Du hast doch bestimmt eine Domain zum Server oder nicht?Solltest du eine haben so ist der Domainname zum Server der Hostname.


----------



## pee (22. Jan. 2011)

nachdem ich in der /etc/postfix/main.cf die vorkommen von meiner server-ip durch *server1.MEINE-DOMAIN* ersetzt habe, kann ich postfix neu starten. versandte e-mails kommen allerdings nicht an und ich kann auch keine abrufen.

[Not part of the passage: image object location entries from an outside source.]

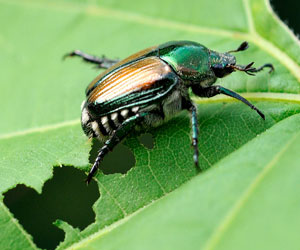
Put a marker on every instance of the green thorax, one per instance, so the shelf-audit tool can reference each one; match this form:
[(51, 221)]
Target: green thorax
[(190, 60)]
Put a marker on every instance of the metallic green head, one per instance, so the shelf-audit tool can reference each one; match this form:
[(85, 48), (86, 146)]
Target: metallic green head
[(197, 64)]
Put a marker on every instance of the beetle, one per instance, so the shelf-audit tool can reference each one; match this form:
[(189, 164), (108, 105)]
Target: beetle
[(151, 86)]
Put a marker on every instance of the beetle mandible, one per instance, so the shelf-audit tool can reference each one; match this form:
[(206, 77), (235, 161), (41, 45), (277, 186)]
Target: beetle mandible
[(152, 86)]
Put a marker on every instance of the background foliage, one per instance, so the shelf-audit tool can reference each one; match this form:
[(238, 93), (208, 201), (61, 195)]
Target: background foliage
[(246, 200)]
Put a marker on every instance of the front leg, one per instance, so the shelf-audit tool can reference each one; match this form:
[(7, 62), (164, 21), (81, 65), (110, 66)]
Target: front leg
[(118, 135), (216, 90), (194, 121), (102, 62)]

wenn ich in /var/log/mail.log nachsehe, erhalte ich folgende meldungen:



> Jan 22 20:35:35 SKVJ002 postfix/smtp[1182]: connect to 127.0.0.1[127.0.0.1]:10024: Connection refused
> Jan 22 20:35:35 SKVJ002 postfix/smtp[1182]: 9462658011F: to=<EMPFÄNGER@EMAIL-ADRESSE>, relay=none, delay=0.15, delays=0.14/0.01/0/0, dsn=4.4.1, status=deferred (connect to 127.0.0.1[127.0.0.1]:10024: Connection refused)
> Jan 22 20:35:35 SKVJ002 postfix/smtpd[32759]: warning: 189-47-UNKENNTLICH.net.br[EINE-IPNUMMER]: SASL LOGIN authentication failed: authentication failure
> Jan 22 20:35:40 SKVJ002 postfix/smtpd[32759]: last message repeated 2 times
> ...


----------



## pee (22. Jan. 2011)

hab jetzt unter 

vi /etc/courier/imapd.cnf

und

vi /etc/courier/imapd.cnf

localhost durch den hostname ersetzt. die alten zertifikate gelöscht und sie neu erstellt:

cd /etc/courier
rm -f /etc/courier/imapd.pem
rm -f /etc/courier/pop3d.pem

dann courier neu gestartet

mkimapdcert
mkpop3dcert

anschließend über das ispc panel meine test e-mail adresse gelöscht, ebenso wie die email domain. nachdem ich das e-mail konto neu eingerichtet habe, besteht das problem weiterhin - es erscheinen dieselben fehlermeldungen in der mail.log.

muss ich den server komplett neu installieren oder gibt es eine einfach lösung dieses problems?


----------



## Till (23. Jan. 2011)

Stelle sicher dass der komplette hostname in den Dateien:

/etc/hostname
/etc/mailname
/etc/hosts
/etc/postfix/main.cf

richtig eingetragen ist. Das wird mit den Befehlen die Du am Anfang des perfect setup guides ausführst sichergestellt, da ansonsten amavisd nicht richtig funktioniert. Wenn Du das dann korrigiert hast und Dir die Befehle:

hostname

und

hostname -f

beide den korrekten und vollständigen Hostnamen audgeben, dann starte amavisd neu.

Gasz allgemein, wenn nach dem Hostnamen gefragt wird, dann ist es zwingend dass Du den hostnamen und nicht die IP angibst. Sonst kann das setup nicht funktionieren.


----------